To have a “mind of winter”—what does it mean? I have not so much a mind as a maxillary sinus of it. Who can prepare one’s mind, or sinuses, for so much winter?
It’s one of those weird authorial coincidences that the master bard of winter should be named Robert Frost. Snow probably falls more heavily in the poems of Frost than in those of any other writer. Some beautiful ones are “Stars,” “Storm Fear,” “Stopping by Woods on a Snowy Evening,” “A Patch of Old Snow” (his only Schneedreck poem, so far as I know), “Birches,” “The Wood-Pile,” “Dust of Snow”—and then there is “Snow.” It’s one of his dialogue poems, a little play like “The Death of the Hired Man.” In it Meserve, the storm-warrior, pays a visit to Mr. and Mrs. Coles before going back out in the snowstorm. He tells them:
“You make a little foursquare block of air,
Quiet and light and warm, in spite of all
The illimitable dark and cold and storm,
And by so doing, give these three, lamp, dog,
And book-leaf, that keep near you, their repose;
Though for all anyone can tell, repose
May be the thing you haven’t, yet you give it.

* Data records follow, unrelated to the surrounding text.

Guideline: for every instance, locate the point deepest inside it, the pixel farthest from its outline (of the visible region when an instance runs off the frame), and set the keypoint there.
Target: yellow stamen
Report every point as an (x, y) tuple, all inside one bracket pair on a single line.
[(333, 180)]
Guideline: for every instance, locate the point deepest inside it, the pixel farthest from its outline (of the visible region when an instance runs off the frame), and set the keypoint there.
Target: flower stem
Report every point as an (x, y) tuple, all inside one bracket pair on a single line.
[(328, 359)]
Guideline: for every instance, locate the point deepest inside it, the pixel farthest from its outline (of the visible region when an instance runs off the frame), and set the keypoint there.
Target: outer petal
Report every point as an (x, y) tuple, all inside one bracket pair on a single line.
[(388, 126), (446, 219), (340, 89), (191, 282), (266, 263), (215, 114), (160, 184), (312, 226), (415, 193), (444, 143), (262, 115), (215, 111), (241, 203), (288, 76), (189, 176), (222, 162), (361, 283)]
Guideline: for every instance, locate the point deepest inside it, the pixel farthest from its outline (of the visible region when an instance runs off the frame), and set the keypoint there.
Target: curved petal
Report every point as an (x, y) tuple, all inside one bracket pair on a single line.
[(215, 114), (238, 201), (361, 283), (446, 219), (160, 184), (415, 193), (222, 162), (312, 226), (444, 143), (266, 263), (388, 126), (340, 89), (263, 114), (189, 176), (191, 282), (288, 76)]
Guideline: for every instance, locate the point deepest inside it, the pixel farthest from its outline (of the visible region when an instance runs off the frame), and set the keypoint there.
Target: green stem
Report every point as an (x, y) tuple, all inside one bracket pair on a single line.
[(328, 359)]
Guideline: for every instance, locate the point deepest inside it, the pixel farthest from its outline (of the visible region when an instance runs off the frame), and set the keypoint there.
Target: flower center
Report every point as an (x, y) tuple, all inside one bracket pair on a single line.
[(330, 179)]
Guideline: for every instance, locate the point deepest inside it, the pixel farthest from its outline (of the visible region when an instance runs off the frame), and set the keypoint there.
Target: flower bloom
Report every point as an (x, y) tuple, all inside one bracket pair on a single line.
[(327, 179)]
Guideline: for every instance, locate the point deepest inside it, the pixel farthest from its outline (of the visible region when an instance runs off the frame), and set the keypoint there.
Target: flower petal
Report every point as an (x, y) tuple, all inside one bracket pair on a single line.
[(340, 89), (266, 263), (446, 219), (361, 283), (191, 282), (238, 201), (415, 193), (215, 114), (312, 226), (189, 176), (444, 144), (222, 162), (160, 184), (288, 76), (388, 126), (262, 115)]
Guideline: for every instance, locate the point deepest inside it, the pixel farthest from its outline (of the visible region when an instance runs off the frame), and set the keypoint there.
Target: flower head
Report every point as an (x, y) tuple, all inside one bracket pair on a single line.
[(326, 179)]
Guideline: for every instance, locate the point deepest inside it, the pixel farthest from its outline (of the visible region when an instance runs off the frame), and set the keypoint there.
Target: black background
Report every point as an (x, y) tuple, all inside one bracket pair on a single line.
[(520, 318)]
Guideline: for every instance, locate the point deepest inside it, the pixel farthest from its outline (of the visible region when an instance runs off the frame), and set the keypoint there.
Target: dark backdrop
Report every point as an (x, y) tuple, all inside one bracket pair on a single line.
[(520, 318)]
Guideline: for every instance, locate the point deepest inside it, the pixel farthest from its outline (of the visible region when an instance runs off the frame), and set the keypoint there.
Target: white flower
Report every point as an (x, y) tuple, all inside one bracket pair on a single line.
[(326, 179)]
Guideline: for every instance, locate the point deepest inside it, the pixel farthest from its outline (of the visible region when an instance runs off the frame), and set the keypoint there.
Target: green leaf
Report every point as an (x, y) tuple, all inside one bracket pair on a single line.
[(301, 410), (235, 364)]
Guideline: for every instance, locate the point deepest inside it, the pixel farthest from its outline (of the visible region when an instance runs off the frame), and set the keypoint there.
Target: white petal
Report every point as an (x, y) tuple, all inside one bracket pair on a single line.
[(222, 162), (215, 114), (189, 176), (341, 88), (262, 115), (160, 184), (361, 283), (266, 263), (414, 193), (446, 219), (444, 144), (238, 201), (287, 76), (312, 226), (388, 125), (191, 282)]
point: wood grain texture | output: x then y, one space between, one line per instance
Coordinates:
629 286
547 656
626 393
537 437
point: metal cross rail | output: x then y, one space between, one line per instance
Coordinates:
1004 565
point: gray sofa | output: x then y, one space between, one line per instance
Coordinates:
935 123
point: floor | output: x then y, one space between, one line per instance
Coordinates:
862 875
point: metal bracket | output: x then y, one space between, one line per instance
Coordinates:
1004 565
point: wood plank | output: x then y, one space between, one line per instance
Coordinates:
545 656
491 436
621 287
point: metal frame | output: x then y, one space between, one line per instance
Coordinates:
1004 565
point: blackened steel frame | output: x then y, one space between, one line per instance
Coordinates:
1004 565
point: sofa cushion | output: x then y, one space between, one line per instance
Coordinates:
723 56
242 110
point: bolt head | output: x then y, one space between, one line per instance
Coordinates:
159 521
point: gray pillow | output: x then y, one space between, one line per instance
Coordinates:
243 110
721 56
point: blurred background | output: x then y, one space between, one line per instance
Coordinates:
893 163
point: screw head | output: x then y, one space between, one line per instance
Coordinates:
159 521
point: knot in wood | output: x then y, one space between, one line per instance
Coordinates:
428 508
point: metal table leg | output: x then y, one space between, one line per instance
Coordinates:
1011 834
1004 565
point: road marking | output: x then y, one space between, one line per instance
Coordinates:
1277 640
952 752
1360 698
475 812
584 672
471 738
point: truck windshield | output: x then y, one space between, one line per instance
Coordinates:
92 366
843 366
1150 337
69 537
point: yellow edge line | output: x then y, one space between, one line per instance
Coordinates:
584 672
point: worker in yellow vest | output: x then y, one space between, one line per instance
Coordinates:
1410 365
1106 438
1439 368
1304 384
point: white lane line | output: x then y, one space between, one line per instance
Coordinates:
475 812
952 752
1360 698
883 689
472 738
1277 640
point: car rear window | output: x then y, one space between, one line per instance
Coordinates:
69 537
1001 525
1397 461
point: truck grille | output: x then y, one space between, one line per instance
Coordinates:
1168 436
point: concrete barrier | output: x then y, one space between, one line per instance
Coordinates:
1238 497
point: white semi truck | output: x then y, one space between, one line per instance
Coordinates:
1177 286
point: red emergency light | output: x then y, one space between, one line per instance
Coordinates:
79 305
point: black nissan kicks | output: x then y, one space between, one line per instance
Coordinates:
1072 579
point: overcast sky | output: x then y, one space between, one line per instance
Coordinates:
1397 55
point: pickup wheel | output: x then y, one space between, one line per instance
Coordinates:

So false it is that what we haven’t we can’t give….”
ll. 141-149
And then:
“Our snowstorms as a rule
Aren’t looked on as man-killers, and although
I’d rather be the beast that sleeps the sleep
Under it all, his door sealed up and lost,
Than the man fighting it to keep above it,
Yet think of the small birds at roost and not
In nests. Shall I be counted less than they are?”
ll. 222-227
Meserve then walks back out into the storm at night, against the pleading of Mrs. Coles. Meserve’s a sort of king who’s angry at the sky, who offers himself and us repose by saying what we feel. Mrs. Coles doesn’t understand his war. Having learned he made it home to his wife and child a few hours later, enduring the snow like a rugged piece of beeftongue Schneedreck, she’s mightily irritated. “What did he come in for?” she cries scornfully. “Thought he’d just call to tell us it was snowing.” She abuses him as though he were an actual poet.